Research Opportunities in OSL

Prof. DiMarzio

Here are some research projects that are of interest to our laboratory. We are always looking for highly motivated students with an interest in biomedical optics. These are mostly unfunded projects, but all have the potential to lead to viable proposals for future funding. If you are interested in pursuing thesis research in or close to any of these areas, search our publications for further details, and then send email to arrange a meeting for further discussions.

We are interested in graduate students who can conduct MS or Ph.D. level research programs in these areas. However, we are also interested in undergraduate students who can work on a smaller part of one of these problems, or help current graduate students on existing projects found on our research page. If you see something that looks interesting, contact Chuck or the graduate student listed on the project.

* Lung Imaging with OCT and MicroEIT: Our group has collaborated with Prof. Gouldstone in Mechanical and Industrial Engineering, in his imaging of the pleural alveoli using Optical Coherence Tomography (OCT) through a transparent indenter tip. Our work has focused on predicting and correcting errors introduced by strong refraction at the tissue-air interface. Even with these corrections, OCT is unlikely t become a clinical tool in diagnosis of lung disease because it is limited to the first few layers of alveoli and is thus invasive, and perhaps not representative of the larger lung volume. Electrical Impedance Tomography (EIT) is capable of penetrating the whole lung, but with resolution too coarse to see individual alveoli. With a better understanding of the EIT images, it could become a very useful clinical tool. A combination of OCT and microEIT could lead to enhanced understanding of EIT at the micro-scale, and make the whole-lung images more useful.

* Imaging of Collagen: This project is a collaboration with Prof. Ruberti in Mechanical and Industrial Engineering. Our interest currently is in using second-harmonic generation (SHG) to produce microscopic images in which the alignment of collagen fibrils can be determined. Research involves collecting and processing forward and backward SHG images, potentially exploiting polarization effects, and developing algorithms for determining the orientation from these images.

* Spectroscopy of Melanin Fluorescence: We have discovered a stepwise three-photon-excited fluorescence process in melanin that can be excited with CW laser light. Currently, we are conducting research on imaging the emitted light.
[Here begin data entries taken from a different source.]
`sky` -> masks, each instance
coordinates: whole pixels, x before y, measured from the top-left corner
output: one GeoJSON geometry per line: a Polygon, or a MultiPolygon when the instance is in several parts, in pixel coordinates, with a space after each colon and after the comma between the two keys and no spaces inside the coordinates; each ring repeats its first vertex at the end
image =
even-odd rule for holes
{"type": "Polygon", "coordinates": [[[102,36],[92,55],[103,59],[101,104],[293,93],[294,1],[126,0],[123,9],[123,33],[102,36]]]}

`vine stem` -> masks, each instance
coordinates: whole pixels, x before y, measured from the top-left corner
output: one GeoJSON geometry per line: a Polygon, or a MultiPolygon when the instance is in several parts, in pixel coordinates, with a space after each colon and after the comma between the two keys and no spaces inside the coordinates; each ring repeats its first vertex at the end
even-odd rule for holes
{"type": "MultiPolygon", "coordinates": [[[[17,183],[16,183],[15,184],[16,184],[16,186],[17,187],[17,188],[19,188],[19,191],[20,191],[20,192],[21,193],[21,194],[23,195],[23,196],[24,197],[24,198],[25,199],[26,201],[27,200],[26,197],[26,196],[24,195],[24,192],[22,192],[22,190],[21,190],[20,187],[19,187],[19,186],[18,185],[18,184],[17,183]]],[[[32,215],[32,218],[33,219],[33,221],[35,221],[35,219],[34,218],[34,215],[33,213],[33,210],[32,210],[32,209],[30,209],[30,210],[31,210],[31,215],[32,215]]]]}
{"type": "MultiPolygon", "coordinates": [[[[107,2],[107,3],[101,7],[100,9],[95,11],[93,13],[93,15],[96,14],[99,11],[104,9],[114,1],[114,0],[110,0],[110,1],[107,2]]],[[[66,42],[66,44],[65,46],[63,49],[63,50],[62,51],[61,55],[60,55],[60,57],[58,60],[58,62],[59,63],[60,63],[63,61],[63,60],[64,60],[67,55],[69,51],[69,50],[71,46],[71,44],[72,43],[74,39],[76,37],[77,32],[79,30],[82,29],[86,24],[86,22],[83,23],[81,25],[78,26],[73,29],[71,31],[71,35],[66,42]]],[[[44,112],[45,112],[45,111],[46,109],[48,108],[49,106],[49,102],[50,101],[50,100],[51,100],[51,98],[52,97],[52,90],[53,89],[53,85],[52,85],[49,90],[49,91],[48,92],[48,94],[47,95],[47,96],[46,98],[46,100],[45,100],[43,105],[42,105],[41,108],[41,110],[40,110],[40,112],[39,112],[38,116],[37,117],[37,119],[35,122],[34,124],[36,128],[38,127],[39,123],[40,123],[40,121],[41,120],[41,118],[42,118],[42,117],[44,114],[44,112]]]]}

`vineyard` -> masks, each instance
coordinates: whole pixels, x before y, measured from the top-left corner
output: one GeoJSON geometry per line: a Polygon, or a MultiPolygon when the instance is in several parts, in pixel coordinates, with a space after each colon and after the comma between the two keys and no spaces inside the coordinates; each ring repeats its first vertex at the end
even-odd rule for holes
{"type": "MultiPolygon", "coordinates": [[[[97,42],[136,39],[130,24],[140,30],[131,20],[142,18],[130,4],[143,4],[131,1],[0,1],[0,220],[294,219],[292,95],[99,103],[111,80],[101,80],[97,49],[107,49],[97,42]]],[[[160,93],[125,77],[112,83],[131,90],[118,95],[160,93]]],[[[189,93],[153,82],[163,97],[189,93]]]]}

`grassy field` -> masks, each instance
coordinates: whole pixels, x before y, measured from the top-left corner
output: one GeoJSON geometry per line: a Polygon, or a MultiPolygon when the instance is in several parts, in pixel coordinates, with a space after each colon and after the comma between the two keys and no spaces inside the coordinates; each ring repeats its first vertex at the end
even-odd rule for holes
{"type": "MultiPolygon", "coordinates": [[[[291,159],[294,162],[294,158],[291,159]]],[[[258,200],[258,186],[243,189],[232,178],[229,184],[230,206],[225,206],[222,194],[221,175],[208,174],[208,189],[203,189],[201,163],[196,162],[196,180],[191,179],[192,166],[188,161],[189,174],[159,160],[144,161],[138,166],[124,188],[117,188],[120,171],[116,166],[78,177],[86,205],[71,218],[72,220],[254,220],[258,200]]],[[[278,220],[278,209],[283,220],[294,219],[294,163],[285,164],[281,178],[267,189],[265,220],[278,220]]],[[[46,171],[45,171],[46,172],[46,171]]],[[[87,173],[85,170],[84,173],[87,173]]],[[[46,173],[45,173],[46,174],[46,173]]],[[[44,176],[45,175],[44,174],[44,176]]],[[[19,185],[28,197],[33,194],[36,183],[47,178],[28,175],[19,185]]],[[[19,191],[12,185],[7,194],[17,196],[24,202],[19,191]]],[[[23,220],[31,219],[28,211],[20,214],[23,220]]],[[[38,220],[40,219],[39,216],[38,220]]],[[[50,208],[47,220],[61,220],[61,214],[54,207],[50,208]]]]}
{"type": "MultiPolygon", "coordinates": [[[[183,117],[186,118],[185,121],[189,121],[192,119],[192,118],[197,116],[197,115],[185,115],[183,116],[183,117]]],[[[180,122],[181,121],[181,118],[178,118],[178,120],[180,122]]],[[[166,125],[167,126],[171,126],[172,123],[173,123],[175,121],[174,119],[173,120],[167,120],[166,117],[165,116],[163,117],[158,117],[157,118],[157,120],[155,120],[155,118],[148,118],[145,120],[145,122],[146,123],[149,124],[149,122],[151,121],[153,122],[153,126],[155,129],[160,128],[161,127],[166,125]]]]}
We also have a capability to measure the spectrum of the emission, and doing so may provide insights into the fundamental science, as well as the ability to discriminate between different types of melanin in normal and cancerous skin.

*Light and Sound We have developed a 2-D FDTD computational model of the interaction of light and ultrasound. We also have a 3D model that predicts the amplitude of the signal. Currently we are conducting experimental research on new techniques for measuring optical and mechanical properties of soft tissue.

*Structured Illumination We are working on a project to use structured illumination to improve three dimensional sectioning in microscopy. We are currently (Fall 2015) seeking a postdoc with experience in experimental microscopy and strong mathematical skills.